SP is an efficient mechanism that helps in monitoring parking occupancy. It also guides the user to the nearby parking bay in a cost-effective manner. It makes use of various sensors to provide precise and real-time information about various parking garages. By leveraging the advancing technologies such as AI, ML, EC etc. into it helps to minimize the parking search thereby reducing complexity of parking and providing the city officials with precise real-time data on parking behaviors and customer habits. SP solutions offers a comprehensive dashboard to urban officials and parking owners where real-time data analytics are used to obtain parking insights. It also aids in efficiently utilizing the resource as well as in personal planning. Future parking systems may be an intelligent and autonomous system integrating different players from industries with a provision of diverse services.
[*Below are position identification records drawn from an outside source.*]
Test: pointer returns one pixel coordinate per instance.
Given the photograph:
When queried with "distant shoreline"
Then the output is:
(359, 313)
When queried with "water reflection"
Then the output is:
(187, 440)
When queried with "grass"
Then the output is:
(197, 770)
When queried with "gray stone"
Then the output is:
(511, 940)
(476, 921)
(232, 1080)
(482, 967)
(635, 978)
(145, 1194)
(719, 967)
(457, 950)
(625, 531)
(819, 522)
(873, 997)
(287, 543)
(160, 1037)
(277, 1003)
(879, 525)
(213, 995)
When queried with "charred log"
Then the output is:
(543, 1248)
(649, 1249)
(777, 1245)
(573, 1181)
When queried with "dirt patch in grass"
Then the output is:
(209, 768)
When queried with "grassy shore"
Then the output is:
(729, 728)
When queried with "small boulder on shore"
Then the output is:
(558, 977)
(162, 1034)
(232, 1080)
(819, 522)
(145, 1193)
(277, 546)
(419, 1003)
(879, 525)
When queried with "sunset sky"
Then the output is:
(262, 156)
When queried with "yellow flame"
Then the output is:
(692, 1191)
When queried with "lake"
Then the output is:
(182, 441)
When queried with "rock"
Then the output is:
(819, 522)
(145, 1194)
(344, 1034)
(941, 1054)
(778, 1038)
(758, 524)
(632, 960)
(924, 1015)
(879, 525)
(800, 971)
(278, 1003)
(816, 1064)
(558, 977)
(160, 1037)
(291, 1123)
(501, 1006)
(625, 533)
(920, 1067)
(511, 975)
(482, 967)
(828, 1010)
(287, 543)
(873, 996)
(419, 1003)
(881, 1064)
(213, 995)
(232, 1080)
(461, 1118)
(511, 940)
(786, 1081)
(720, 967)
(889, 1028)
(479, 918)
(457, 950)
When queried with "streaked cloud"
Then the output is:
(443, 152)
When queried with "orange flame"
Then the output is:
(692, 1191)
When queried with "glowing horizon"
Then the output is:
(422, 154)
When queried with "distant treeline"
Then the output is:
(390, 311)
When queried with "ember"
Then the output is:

The objective of this paper is to provide a thorough summary on SP eco-system to help the researchers to know the basics and in-depth knowledge of various technologies, architectures, and other evolutionary patterns used in the development of SPS. As per the comprehensive review and analysis conducted in the research, it’s evident that SPS with manifold tactics will dominate in future SC. We have also discussed various challenges and the assimilation of various advancing technologies that can be used in the development of new parking systems which benefit the future researchers and other persons interested in implementing SPS.